In my early years as member of Parliament, whenever I visited my constituency, particularly villages with women sarpanches, I would meet and talk to them. The women would invariably point towards men, saying, “There is the sarpanch.”
I would ask again, pointing out that the village had a woman sarpanch. The woman would reply that the man was her husband; that she was, in fact, a stand-in for him.
I am happy that I now find real women sarpanches in the villages of my constituency, Bathinda. This is because of the increased awareness and active participation of women.
The Shiromani Akali Dal may be a conservative party. But, when I first became MP in 2009, there were two of us as first-time women MPs from my party. It took me a while to learn how to take up issues in the Lok Sabha. One thing I knew and was confident about was that I would raise issues pertaining to women, farmers and the poor and matters related to injustices to the Sikh community. I eventually did raise them.

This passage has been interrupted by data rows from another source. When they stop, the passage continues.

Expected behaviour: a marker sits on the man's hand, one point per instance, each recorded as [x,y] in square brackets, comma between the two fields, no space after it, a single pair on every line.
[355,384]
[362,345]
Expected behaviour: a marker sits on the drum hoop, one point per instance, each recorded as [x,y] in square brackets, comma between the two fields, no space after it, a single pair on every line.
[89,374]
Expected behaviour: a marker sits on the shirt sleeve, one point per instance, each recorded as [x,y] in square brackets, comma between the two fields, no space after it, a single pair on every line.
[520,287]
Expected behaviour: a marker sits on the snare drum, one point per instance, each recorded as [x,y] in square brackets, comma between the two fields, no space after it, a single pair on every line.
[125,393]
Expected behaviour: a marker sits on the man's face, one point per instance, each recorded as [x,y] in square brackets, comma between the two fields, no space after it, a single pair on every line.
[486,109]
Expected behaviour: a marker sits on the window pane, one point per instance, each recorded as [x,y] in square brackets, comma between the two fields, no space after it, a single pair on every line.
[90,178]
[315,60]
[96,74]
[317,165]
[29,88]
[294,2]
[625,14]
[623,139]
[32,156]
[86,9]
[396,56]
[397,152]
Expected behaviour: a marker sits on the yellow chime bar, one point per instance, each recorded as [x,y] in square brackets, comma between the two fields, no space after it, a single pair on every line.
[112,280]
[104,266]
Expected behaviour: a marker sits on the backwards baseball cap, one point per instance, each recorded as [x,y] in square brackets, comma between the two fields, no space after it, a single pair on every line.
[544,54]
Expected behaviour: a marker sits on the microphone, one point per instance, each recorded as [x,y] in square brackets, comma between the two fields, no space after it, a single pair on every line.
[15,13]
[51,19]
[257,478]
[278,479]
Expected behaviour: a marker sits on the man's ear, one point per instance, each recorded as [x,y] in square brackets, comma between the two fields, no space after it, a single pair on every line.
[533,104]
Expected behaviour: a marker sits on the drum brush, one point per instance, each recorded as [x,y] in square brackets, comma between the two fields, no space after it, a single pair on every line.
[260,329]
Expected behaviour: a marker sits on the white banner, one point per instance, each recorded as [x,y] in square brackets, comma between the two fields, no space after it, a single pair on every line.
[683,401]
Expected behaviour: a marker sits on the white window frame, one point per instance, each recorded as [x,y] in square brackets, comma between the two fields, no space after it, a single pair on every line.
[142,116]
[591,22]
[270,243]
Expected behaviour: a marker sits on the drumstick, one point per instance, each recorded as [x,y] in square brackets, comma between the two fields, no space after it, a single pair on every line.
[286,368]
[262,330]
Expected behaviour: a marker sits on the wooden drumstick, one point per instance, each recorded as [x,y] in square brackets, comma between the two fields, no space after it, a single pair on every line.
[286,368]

As a member of Parliament, I get loads of papers and books. There are debates on a wide range of issues. You have to stay connected to your people, constituency and state all the time. And you have to learn the various tools and devices available in Parliament for raising issues of utmost and immediate importance. To become a parliamentarian who matters, one has to labour really hard, work on various issues and prepare well for the next day.

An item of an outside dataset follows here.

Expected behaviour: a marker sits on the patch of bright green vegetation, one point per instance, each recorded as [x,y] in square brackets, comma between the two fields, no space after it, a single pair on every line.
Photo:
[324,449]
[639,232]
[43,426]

Parliament is largely a gender-neutral place. Many women MPs have made their mark in this man’s world. The current Lok Sabha has more women MPs than the previous one. A woman MP, in general, instils confidence in women. Women MPs across the political divide work together to raise issues like discrimination and crimes against women.
With each Lok Sabha, the number of women MPs has been rising. That is a good sign for democracy. With more women in Parliament, we tend to discuss more women-centric issues, raise matters pertaining to equality, and are able to reduce crimes against women.
I have been a strong advocate of the women’s reservation bill, which proposes to give women 33 per cent seats in the Lok Sabha. The National Democratic Alliance is committed to bringing the bill in the present Lok Sabha. I am sure that, under the leadership of Prime Minister Narendra Modiji, women will get half the sky.
As a woman MP who is into her third term now, my tip to the many young women colleagues in the Lok Sabha is this: Remain a true representative of the constituency that elected you. For that, stay connected to your people and your state. Work hard to be the voice of the women there, and of the poor and the downtrodden. That is the key.
Badal is Union minister and MP from Bathinda, Punjab.